US courts have generally held the view that employers have the right to monitor their employees in the workplace, provided that the monitoring is conducted in a reasonable manner and does not violate the employees’ privacy rights. 

Still, the specific legal standards and requirements for employee monitoring vary depending on the state, industry, and nature of the monitoring itself. 

Some states have enacted specific laws that regulate employee monitoring, such as the California Invasion of Privacy Act (CIPA) or the Electronic Communications Privacy Act of 1986.

Basically, the legal landscape surrounding time tracking and employee monitoring is more complex than whether you just can track your employees or not. 

Laws in violation when tracking employees

The legal system has been working to catch up with modern employee tracking methods and tools, but the pace of change varies by jurisdiction and can be slow in some cases.
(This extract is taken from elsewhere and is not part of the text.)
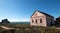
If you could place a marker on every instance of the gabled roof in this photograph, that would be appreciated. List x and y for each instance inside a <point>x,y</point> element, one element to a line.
<point>42,13</point>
In the US, there is a patchwork of federal and state laws that govern employee monitoring. These are primarily and commonly invoked in US courts in relation to employee monitoring or tracking cases. They include:

  • The Fourth Amendment – The Fourth Amendment is a provision of the United States Constitution that safeguards individual privacy and prevents the government from conducting searches and seizures without a proper justification. It requires that warrants be issued only upon probable cause and that the warrant be specific in describing what is to be searched or seized. The Fourth Amendment applies to all levels of government, including federal, state, and local authorities.
  • The Electronic Communications Privacy Act (ECPA) – The Electronic Communications Privacy Act (ECPA) is a federal law that regulates the interception of wire, oral, and electronic communications while being made, in transit, or stored on computers. The ECPA was passed by the US Congress in 1986 to address concerns about privacy in electronic communication technologies which were not addressed in the Fourth Amendment and applies to email, telephone conversations, and data stored electronically. Prior to the ECPA, the Federal Wiretap Act prohibited the interception of spoken communications but there was no clear legal standard for electronic communication interception.
  • The Stored Communications Act (SCA) – On a federal level, the Stored Communications Act (SCA) is part of the Electronic Communications Privacy Act and governs the access and disclosure of electronic communications, namely emails and messages transmitted via electronic communications platforms that are stored, and not in transit to their intended recipients. It prohibits unauthorized access to a facility through which an electronic communication service is provided and the electronic communications stored on that facility.
  • The Biometric Information Privacy Act (BIPA) – Passed in 2008, the Biometric Information Privacy Act (BIPA), an Illinois state law, regulates the collection, use, and storage of biometric data, including fingerprints, facial recognition, and iris scans. BIPA compels companies to obtain written consent from individuals before collecting their biometric data and mandates them to protect the security and confidentiality of the data. Statutory damages under BIPA can be significant. For each negligent violation of the law, the individual can recover damages of up to $1,000. For each intentional or reckless violation, the individual can recover damages of up to $5,000.

To what extent can you actually monitor your employees?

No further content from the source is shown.